Las excavaciones de Herculano han devuelto los restos de la ciudad sepultada por la erupción del Vesubio del 79, junto con Pompeya, Estabias y Oplontis. Aquí, sin embargo, no cayeron solo ceniza y lapilli: bajó una capa de barro y materiales piroclásticos de diez a veinticinco metros de altura, que al endurecerse formó el pappamonte, una roca parecida a la toba pero más tierna. Fue a la vez tumba y arcón. De las veinte hectáreas de la ciudad antigua se han sacado a la luz cuatro.

Qué ver

El trazado es el ortogonal griego: tres decumanos paralelos a la costa, dos de ellos excavados, y cinco cardos, de los que se recorren el tercero, el cuarto y el quinto. Las murallas, que el historiador Lucio Cornelio Sisenna despachó como «pequeñas», tenían dos o tres metros de grosor y tras la guerra social perdieron toda función defensiva, hasta el punto de que las casas se las tragaron. Las calles están enlosadas de lava pero no tienen roderas: la cuesta era demasiado empinada para que los carros subieran del puerto, y las mercancías llegaban a lomos de mulo.

La visita

La parte que no se olvida está abajo, bajo las termas suburbanas. Las excavaciones iniciadas en 1980 alcanzaron la antigua línea de costa, y en las cámaras abovedadas abiertas a la playa se encontraron el casco de una barca y los cuerpos de unas 300 personas: se habían refugiado allí esperando huir por mar y las alcanzaron las coladas piroclásticas, con encima las monedas y las joyas que se habían llevado. La zona, convertida luego en un tremedal, se saneó y volvió a abrirse al público en 2024. El resto es una ciudad doméstica, de escala menuda: la única cloaca hallada corre bajo el cardo III y recogía las aguas del foro, de los impluvios, de las letrinas y de las cocinas que daban a ella.

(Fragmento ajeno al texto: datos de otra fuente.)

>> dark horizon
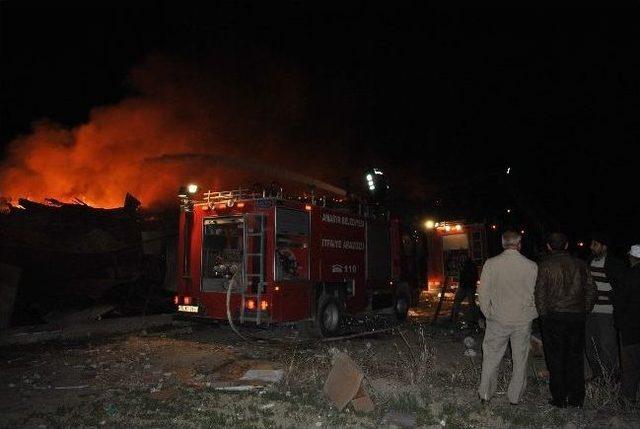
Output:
[0,0,640,248]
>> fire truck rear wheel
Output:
[393,287,411,322]
[315,295,342,337]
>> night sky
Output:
[0,0,640,254]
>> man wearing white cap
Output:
[585,233,625,379]
[614,244,640,403]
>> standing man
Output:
[614,244,640,404]
[478,231,538,405]
[451,255,478,322]
[535,232,596,408]
[586,234,624,378]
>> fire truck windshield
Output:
[202,217,244,290]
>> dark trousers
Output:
[620,331,640,402]
[542,313,585,407]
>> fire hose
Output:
[227,270,249,341]
[227,270,396,345]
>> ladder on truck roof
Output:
[240,213,266,325]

El consejo de la redacción

Herculano se excavó al revés, por galerías, como una mina. En 1709 un campesino, Ambrogio Nocerino apodado Enzechetta, al ensanchar un pozo para su huerto dio con mármoles preciosos: el pozo había perforado la escena del teatro, tomada durante mucho tiempo por el templo de Hércules. Desde 1738 los Borbones volvieron a abrir túneles a veces de un metro de ancho, oscuros, con riesgo de derrumbes y de gases venenosos; de uno de ellos salió la villa de los Papiros, con más de 1800 rollos carbonizados. Luego apareció Pompeya, donde bastaba con retirar la ceniza, y aquí se dejó. No se volvió a excavar a cielo abierto hasta 1927, con Amedeo Maiuri. El foro, los templos y las necrópolis siguen ahí debajo.